PESCARA – Una casa Ater trasformata quasi in una reggia. E quando i carabinieri ieri sono entrati nell’appartamento per una perquisizione, oltre alla droga, hanno trovato arredi di gran lusso non compatibili con la fatiscenza dello stabile sito nel quartiere Rancitelli.
In manette in flagranza di reato per detenzione ai fini di spaccio per sostanze stupefacenti i coniugi Achille Di Rocco, 47enne e Marilena Spinelli (44) e il fratello di lei Carmine Spinelli (49), tutti di etnia rom e con precedenti di polizia.
I tre etti di droga ritrovati dai carabinieri, grazie anche all’impiego del Nucleo Cinofili di Chieti, erano nascosti nella casa di Carmine Spinelli.
Fra gli appartamenti dei tre e il garage, i militari, coordinati dal capitano Claudio Scarponi hanno scoperto, oltre alla droga, anche quattro bilancini di precisione, una pressa idraulica per il confezionamento della droga e 40 grammi di mannitolo, sostanza di libera vendita e utilizzata per il taglio della cocaina.
La droga, una volta immessa sul mercato del pescarese, avrebbe fruttato oltre 100 mila euro.

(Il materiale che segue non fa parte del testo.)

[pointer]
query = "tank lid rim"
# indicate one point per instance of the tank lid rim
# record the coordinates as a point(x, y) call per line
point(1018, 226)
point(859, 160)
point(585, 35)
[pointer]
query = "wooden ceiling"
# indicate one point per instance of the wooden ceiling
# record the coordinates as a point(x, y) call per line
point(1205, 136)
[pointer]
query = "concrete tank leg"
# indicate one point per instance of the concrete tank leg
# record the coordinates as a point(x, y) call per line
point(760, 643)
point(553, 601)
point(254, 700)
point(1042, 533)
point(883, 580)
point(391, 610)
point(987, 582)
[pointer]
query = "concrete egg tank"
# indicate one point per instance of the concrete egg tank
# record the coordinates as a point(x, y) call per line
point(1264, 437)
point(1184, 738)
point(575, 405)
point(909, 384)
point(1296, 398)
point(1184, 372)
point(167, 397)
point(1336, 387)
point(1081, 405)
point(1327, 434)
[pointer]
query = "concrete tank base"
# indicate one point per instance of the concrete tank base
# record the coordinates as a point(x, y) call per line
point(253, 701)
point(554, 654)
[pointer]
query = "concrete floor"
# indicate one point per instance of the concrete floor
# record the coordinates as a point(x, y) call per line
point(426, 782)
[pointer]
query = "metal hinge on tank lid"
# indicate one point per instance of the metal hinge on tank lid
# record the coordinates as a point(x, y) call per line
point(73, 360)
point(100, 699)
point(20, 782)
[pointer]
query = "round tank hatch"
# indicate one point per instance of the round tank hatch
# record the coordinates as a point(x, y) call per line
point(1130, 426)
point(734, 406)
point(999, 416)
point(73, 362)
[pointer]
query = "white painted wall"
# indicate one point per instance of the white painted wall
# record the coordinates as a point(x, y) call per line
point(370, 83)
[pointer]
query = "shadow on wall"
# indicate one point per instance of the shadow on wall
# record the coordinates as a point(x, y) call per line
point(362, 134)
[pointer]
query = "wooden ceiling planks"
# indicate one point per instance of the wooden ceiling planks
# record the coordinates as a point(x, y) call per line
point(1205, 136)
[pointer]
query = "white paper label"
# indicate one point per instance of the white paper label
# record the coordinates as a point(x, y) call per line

Sono in corso accertamenti patrimoniali sia sull’abitazione che sulle due auto in uso agli arrestati (una Mercedes e una Renault Clio) per un valore di oltre 70 mila euro.
I tre, ufficialmente senza lavoro, sono stati trasferiti nelle case circondariali di S. Donato (i due uomini) e Madonna del Freddo, la donna.
Le indagini non sono però concluse e nelle prossime ore potrebbero esserci ulteriori novità.